During her time in the jungle, Margery connects with nature in a profound way. Most of the misery depicted in the novel is manmade. The characters experience war and repressive social customs, but these are human constructs. Within the context of nature’s immensity, they seem insignificant and easier to defy.
“And, after all, what did it mean? Home? Suppose it was not the place you came from, but a thing you carried with you, like a suitcase. And you could lose your suitcase, she knew that now. You could open another person’s luggage, and put on their clothes, and though you might feel different at first, out of your depth, something inside you was the same, and even a little more true to itself, a little more free.”
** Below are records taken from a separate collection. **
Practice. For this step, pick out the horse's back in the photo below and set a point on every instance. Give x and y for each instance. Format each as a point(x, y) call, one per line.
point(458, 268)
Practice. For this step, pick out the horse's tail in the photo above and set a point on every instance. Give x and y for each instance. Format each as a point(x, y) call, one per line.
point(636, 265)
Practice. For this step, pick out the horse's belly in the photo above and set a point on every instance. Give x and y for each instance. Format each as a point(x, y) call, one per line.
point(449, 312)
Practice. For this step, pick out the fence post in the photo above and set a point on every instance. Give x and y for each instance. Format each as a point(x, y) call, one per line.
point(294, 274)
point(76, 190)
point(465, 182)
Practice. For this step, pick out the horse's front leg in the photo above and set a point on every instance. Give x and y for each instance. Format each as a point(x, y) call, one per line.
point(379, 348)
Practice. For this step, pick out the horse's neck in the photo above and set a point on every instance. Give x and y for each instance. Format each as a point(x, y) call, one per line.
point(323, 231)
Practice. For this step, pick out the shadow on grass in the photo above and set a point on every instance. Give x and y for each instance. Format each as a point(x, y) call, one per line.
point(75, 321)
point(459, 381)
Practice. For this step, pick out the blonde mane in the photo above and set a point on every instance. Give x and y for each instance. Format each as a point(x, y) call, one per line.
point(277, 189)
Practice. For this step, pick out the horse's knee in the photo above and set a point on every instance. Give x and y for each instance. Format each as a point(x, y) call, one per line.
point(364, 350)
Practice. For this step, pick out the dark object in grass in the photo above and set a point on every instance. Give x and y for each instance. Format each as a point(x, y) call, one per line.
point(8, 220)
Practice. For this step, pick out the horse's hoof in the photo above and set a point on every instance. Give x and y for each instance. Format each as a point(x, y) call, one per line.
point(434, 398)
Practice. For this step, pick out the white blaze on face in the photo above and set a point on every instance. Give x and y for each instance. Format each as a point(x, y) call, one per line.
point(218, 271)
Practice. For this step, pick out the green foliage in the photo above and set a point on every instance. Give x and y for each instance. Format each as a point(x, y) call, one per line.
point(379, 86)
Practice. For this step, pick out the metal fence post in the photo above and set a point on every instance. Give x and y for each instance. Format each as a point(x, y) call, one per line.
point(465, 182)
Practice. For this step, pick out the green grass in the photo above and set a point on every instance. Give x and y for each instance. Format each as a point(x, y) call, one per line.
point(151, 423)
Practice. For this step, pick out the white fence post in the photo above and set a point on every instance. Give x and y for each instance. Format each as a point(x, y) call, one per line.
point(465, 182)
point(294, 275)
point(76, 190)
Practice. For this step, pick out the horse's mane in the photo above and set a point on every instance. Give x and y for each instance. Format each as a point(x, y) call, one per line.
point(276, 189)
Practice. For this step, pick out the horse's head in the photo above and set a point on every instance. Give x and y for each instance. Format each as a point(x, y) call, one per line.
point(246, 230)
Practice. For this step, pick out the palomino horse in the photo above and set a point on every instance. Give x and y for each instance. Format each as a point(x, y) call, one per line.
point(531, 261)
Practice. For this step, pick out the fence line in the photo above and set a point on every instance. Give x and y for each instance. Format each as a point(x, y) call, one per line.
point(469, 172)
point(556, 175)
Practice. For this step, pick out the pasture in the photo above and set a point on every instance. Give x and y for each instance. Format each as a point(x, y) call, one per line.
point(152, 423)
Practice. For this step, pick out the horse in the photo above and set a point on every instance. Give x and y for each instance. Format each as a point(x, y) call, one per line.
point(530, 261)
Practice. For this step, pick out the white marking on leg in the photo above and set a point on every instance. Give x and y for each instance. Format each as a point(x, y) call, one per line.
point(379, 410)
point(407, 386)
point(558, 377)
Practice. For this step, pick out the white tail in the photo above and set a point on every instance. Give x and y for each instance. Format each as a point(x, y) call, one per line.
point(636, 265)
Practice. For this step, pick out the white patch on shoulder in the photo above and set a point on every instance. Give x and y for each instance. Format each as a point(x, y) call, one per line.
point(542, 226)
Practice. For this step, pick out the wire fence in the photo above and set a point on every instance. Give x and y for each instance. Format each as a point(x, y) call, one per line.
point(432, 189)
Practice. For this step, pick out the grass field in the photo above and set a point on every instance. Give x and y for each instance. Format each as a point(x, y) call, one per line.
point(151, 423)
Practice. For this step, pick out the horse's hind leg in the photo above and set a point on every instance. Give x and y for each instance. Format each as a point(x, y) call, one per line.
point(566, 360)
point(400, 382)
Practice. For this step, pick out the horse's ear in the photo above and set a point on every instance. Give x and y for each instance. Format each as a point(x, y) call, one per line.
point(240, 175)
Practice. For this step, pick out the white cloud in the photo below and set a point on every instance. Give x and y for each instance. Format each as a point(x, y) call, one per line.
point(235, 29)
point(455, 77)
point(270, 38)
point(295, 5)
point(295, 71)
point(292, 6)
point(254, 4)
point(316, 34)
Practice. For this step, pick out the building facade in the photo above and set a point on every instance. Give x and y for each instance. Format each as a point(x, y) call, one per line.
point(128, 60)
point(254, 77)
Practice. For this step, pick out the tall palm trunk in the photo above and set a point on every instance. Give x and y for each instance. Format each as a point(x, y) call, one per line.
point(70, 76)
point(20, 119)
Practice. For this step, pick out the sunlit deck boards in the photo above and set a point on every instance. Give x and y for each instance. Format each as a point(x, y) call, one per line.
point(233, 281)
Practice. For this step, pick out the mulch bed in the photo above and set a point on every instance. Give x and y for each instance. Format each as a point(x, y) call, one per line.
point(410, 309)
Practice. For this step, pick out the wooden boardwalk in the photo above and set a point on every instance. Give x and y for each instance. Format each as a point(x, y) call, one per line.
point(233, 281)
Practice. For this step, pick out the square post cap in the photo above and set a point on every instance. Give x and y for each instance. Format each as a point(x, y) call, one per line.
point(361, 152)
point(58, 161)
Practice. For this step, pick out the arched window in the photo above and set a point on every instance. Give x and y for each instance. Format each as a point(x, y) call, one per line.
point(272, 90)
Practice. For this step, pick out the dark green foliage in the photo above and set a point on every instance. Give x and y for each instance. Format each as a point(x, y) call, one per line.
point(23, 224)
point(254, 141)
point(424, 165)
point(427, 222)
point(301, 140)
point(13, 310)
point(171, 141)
When Margery’s luggage is temporarily misplaced, she is put out at the inconvenience. Yet, this proves to be a blessing. Her frumpy suits are a disguise that she’s been wearing all her life in an attempt to fit in. Men’s clothing allows her greater freedom of movement while trekking through the mountains. This freedom of physical movement corresponds to her increasingly unencumbered mental state once she leaves civilization behind.
“Your vocation is not your friend. It’s not a consolation for someone you lost once, or even a way of passing the time. It doesn’t care whether you’re happy or sad. You must not betray it, Marge. And Gloria will not thank you, you know. It will be a terrible thing for her to bear if she learns one day that you gave up on your vocation simply for her. You saved my life, Marge. I will not let you kill yours.”
Once again, Margery is on the point of sacrificing her own needs in favor of someone else’s. While doing so might seem to benefit Enid and Gloria, it is a true mark of Enid’s loyalty to her friend that she will not allow this sacrifice. A vocation must be honored, no matter how inconvenient it may be for mother and child.
“Enid had been right. She had been right all along. Margery’s adventure was not about making her mark on the world: it was about letting the world make its mark on her.”
When Margery begins her quest, she is partially motivated by a desire for recognition: She wants the Natural History Museum to acknowledge her as a great explorer. By the end of her quest, Margery realizes that academia has little meaning in the jungle. Being alive to the wonders of nature matters more than the approval of others.
“She didn’t know how she was going to get there, or when. But the real failure as a woman was not even to try. And she was going.”
In this quote, Freya Bartlett repeats Margery’s earlier words. The determination to go, no matter what one might find, is the true mark of an adventurer. The spirit of discovery matters far more than what reward might be waiting at the end of the trail. Freya, like Margery, isn’t content to play it safe. She wants a vocation on her own terms.